Generating a Python tool API

generate_mcp_sources() connects to the MCP server, discovers its tools, and generates a typed Python API from their schema:

await generate_mcp_sources(
    server_name="brave_search",
    server_params=SERVER_PARAMS,
    root_dir=Path("mcptools"),
)

This creates an mcptools/brave_search package with a Python module for each MCP server tool:

mcptools/brave_search/
├── __init__.py
├── brave_web_search.py
├── brave_local_search.py
├── brave_image_search.py
└── ...

Each module contains a Pydantic Params class for input validation, a Result class or str return type, and a run() function that executes the MCP tool.

Code execution

CodeExecutor runs Python code in an IPython kernel. Variables and definitions persist across executions, enabling stateful workflows.

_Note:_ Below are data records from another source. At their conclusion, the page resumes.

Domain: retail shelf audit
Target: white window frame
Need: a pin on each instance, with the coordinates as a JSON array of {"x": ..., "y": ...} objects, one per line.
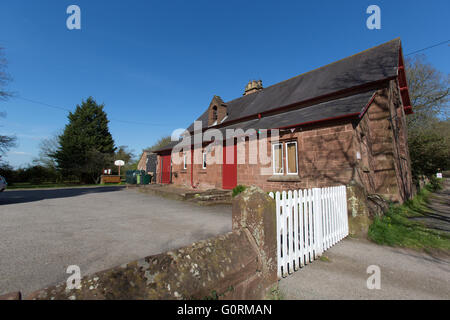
[
  {"x": 287, "y": 158},
  {"x": 273, "y": 159},
  {"x": 204, "y": 160}
]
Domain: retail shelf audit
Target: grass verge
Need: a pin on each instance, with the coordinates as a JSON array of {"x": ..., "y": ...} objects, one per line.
[{"x": 396, "y": 228}]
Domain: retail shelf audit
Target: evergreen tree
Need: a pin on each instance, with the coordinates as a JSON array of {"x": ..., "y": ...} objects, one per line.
[{"x": 86, "y": 145}]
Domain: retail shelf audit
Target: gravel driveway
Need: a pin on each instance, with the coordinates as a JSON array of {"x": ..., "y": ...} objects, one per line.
[
  {"x": 44, "y": 231},
  {"x": 405, "y": 274}
]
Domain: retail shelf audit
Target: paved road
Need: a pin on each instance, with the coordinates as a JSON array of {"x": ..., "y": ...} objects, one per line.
[
  {"x": 44, "y": 231},
  {"x": 405, "y": 274}
]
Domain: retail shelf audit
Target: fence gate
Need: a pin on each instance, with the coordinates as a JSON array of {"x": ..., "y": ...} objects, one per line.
[{"x": 308, "y": 223}]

async with CodeExecutor() as executor:
    async for item in executor.stream(CODE):
        ...

The stream() method yields events as execution progresses. You'll receive ApprovalRequest events when the code calls an MCP tool, and a final CodeExecutionResult with the output.

Tool call approval

When an MCP tool is called during code execution, ipybox pauses execution and sends an ApprovalRequest to your application. You must explicitly approve or reject each tool call:

case ApprovalRequest() as req:
    if user_approves:
        await req.accept()
    else:
        await req.reject()

The ApprovalRequest includes the server name, tool name, and arguments, so you can make informed decisions or implement custom approval logic.